Texte intégral
SD/IC
[Z] [T]
C/
S.A.S. EOS France
Expédition et copie exécutoire délivrées aux avocats le
COUR D'APPEL DE DIJON
2ème chambre civile
ARRÊT DU 23 MARS 2023
N° RG 21/00704 - N° Portalis DBVF-V-B7F-FWPZ
MINUTE N°
Décision déférée à la Cour : au fond du 11 mars 2021,
rendue par le tribunal de commerce de Dijon - RG : 2019003204
APPELANT :
Monsieur [Z] [T]
né le [Date naissance 2] 1966 à [Localité 4]
domicilié :
[Adresse 1]
[Adresse 1]
représenté par Me Jean-Baptiste JACQUENET-POILLOT, membre de la SELARL DE JURE AVOCATS, avocat au barreau de DIJON, vestiaire : 110
INTIMÉE :
S.A.S. EOS FRANCE agissant en qualité de représentant - recouvreur du Fonds commun de titrisation FONCRED V venant aux droits de la SA SOCIÉTÉ GÉNÉRALE, agissant poursuites et diligences de ses représentants légaux domiciliés en cette qualité au siège social sis :
[Adresse 3]
[Adresse 3]
représentée par Me Delphine HERITIER, membre de la SCP LDH AVOCATS, avocat au barreau de DIJON, vestiaire : 16
COMPOSITION DE LA COUR :
En application des dispositions des articles 805 et 907 du code de procédure civile, l'affaire a été débattue le 26 janvier 2023 en audience publique, les avocats ne s'y étant pas opposés, devant Sophie DUMURGIER, Conseiller, chargée du rapport. Ce magistrat a rendu compte des plaidoiries lors du délibéré, la cour étant alors composée de :
Viviane CAULLIREAU-FOREL, Président de chambre,
Sophie DUMURGIER, Conseiller,
Leslie CHARBONNIER, Conseiller,
qui en ont délibéré.
GREFFIER LORS DES DÉBATS : Maud DETANG, Greffier
DÉBATS : l'affaire a été mise en délibéré au 23 Mars 2023,
ARRÊT : rendu contradictoirement,
PRONONCÉ : publiquement par mise à disposition de l'arrêt au greffe de la cour, les parties en ayant été préalablement avisées dans les conditions prévues au deuxième alinéa de l'article 450 du code de procédure civile,
SIGNÉ : par Viviane CAULLIREAU-FOREL, Président de chambre, et par Maud DETANG, greffier auquel la minute de la décision a été remise par le magistrat signataire.
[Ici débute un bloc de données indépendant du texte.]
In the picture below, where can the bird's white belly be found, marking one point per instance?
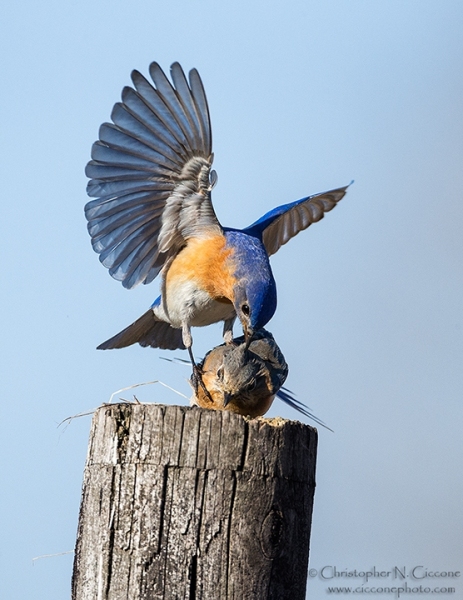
(186, 303)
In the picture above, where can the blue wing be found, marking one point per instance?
(284, 222)
(151, 174)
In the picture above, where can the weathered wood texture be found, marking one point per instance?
(183, 502)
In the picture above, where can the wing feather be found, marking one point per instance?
(150, 175)
(284, 222)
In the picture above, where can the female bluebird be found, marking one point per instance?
(152, 179)
(245, 380)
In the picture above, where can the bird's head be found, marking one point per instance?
(254, 289)
(255, 304)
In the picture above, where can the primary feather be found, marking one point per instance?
(150, 173)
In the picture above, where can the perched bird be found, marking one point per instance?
(246, 380)
(152, 179)
(242, 379)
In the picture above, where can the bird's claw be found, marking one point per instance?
(198, 381)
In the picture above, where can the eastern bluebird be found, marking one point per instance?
(246, 381)
(152, 179)
(241, 379)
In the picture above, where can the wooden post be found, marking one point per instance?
(183, 502)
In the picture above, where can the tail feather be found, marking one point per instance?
(148, 330)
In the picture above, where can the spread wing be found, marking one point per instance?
(151, 175)
(284, 222)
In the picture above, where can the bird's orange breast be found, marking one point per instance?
(208, 263)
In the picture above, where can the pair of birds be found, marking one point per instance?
(151, 176)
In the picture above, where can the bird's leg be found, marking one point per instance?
(228, 330)
(197, 372)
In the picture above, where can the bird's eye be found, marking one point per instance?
(252, 385)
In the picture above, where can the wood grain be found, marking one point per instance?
(181, 502)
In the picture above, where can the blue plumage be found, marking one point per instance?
(151, 178)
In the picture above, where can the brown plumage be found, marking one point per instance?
(244, 381)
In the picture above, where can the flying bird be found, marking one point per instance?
(151, 176)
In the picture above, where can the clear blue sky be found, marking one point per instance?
(304, 96)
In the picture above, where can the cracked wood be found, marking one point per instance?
(182, 502)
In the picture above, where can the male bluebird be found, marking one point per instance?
(152, 179)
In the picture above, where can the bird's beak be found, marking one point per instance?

FAITS PROCEDURE ET PRETENTIONS DES PARTIES
Par acte sous-seing privé du 11 janvier 2016, la Société Générale a consenti à la SAS ALBH-Brive un prêt professionnel d'un montant de 393 500 euros remboursable en 84 mensualités de 4 894,90 euros, incluant les intérêts au taux de 1,25 % l'an, destiné à financer, à hauteur de moitié, l'acquisition d'un fonds de commerce de restauration assortie d'un contrat de franchise avec le groupe Casino.
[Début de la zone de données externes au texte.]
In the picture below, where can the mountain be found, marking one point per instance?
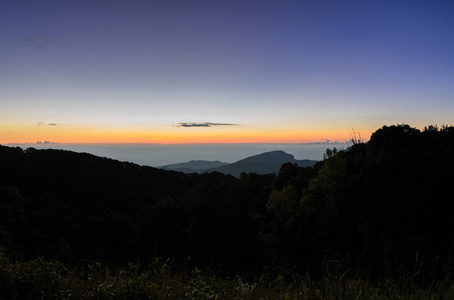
(193, 165)
(265, 163)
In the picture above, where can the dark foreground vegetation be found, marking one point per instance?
(373, 221)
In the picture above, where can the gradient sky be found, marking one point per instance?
(222, 71)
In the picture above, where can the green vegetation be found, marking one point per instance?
(372, 221)
(41, 279)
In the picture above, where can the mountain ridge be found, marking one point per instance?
(263, 163)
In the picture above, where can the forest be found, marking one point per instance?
(377, 214)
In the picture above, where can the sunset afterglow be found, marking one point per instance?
(222, 71)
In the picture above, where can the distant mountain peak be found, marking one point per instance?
(264, 163)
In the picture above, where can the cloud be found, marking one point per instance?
(205, 124)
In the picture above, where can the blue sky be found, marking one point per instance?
(279, 71)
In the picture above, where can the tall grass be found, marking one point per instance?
(42, 279)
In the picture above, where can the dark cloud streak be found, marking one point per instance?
(205, 124)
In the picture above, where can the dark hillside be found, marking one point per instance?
(76, 205)
(377, 210)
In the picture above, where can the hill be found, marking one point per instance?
(265, 163)
(194, 166)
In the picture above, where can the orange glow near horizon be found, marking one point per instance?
(168, 136)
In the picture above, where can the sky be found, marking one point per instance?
(222, 71)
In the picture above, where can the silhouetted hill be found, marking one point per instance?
(265, 163)
(194, 165)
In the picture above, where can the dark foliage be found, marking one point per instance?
(381, 208)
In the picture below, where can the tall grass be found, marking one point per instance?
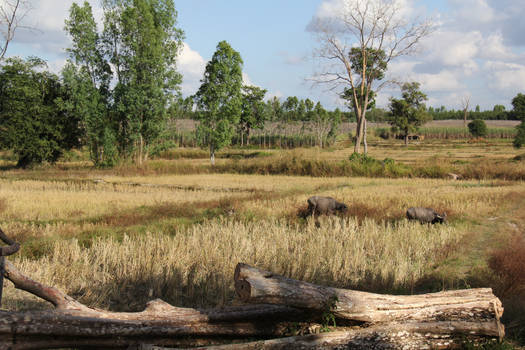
(194, 266)
(451, 132)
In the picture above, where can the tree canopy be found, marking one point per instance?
(219, 99)
(358, 43)
(409, 112)
(32, 123)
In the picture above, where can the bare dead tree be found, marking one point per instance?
(371, 26)
(465, 103)
(12, 12)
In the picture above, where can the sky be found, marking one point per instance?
(477, 47)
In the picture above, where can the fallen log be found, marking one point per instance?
(406, 336)
(161, 323)
(435, 320)
(474, 306)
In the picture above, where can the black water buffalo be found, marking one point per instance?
(324, 205)
(426, 215)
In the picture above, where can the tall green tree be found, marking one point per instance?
(142, 41)
(349, 40)
(518, 111)
(320, 124)
(254, 112)
(32, 123)
(275, 109)
(219, 99)
(87, 78)
(409, 112)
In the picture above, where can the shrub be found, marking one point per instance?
(478, 128)
(519, 140)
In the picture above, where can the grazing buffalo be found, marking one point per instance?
(324, 205)
(426, 215)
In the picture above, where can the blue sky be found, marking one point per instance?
(477, 48)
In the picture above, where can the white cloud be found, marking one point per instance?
(192, 66)
(452, 48)
(474, 11)
(47, 20)
(506, 76)
(443, 81)
(495, 49)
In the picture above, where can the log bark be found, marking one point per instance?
(436, 320)
(75, 324)
(411, 335)
(472, 305)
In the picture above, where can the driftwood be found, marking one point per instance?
(74, 323)
(277, 305)
(396, 336)
(478, 307)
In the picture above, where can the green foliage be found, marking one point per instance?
(148, 44)
(478, 128)
(32, 123)
(254, 112)
(519, 140)
(219, 99)
(86, 84)
(518, 106)
(409, 113)
(141, 41)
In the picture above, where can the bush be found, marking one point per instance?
(478, 128)
(519, 140)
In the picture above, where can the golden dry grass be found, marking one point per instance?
(373, 248)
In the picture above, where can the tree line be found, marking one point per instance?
(120, 88)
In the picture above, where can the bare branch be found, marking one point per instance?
(12, 13)
(370, 25)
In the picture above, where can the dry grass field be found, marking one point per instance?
(117, 238)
Par acte du 11 janvier 2016, la banque a obtenu que M. [Z] [T], gérant de la société, se porte caution solidaire de l'emprunteur, dans une limite de 50 000 euros et dans la limite de 50 % de l'obligation garantie majorée d'un montant forfaitaire de 30 %, soit 15 000 euros, au titre des intérêts, frais, accessoires, pénalités, indemnité de résiliation, et pour une durée de 7 années.
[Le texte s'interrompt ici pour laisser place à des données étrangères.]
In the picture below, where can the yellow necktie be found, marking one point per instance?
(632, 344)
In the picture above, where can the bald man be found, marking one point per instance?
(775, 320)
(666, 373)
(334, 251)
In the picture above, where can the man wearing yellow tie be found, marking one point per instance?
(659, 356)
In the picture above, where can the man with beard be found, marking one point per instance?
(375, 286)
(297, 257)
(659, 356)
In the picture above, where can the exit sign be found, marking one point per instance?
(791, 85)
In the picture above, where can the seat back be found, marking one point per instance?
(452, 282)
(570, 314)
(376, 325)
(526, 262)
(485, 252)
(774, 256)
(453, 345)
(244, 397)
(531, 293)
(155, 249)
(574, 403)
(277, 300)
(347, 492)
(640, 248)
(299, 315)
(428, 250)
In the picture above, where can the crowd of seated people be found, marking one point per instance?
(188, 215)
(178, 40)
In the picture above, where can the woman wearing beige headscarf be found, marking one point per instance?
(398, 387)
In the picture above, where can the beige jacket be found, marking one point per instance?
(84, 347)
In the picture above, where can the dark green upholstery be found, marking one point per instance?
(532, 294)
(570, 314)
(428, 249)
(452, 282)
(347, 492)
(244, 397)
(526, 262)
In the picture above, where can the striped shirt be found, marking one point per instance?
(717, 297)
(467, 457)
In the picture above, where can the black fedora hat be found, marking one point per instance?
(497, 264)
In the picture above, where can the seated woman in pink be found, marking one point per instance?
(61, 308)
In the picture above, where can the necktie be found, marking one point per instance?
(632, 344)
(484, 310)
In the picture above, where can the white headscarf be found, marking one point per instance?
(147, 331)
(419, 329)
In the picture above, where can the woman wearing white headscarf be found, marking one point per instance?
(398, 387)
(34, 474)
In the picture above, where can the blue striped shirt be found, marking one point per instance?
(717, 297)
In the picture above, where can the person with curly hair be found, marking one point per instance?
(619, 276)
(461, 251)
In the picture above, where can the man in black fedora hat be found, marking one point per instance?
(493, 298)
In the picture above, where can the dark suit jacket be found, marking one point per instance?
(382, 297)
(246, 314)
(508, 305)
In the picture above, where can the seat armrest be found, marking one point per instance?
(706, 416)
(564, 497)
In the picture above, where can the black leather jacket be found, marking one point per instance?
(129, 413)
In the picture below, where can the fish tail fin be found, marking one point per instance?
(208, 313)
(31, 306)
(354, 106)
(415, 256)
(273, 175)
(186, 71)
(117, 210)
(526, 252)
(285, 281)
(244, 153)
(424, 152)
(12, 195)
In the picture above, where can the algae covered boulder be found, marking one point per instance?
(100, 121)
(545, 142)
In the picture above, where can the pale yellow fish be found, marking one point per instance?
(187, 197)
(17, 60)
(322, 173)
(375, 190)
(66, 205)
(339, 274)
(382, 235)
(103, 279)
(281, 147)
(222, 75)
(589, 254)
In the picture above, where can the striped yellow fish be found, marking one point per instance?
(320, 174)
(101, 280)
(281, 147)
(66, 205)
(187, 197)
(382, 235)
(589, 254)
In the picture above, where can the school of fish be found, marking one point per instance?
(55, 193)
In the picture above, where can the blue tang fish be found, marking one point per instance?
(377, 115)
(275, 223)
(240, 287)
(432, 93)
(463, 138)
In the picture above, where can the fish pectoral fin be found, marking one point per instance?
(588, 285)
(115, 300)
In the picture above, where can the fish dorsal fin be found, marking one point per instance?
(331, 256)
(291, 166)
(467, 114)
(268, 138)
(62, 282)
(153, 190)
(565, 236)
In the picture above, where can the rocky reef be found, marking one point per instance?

La société ALBH-Brive a fait l'objet d'une procédure de redressement judiciaire ouverte par jugement du tribunal de commerce de Dijon du 7 février 2017, converti en liquidation judiciaire le 21 novembre 2017.
La banque a déclaré sa créance au titre du prêt professionnel pour un montant total de 350 180,04 euros à titre chirographaire.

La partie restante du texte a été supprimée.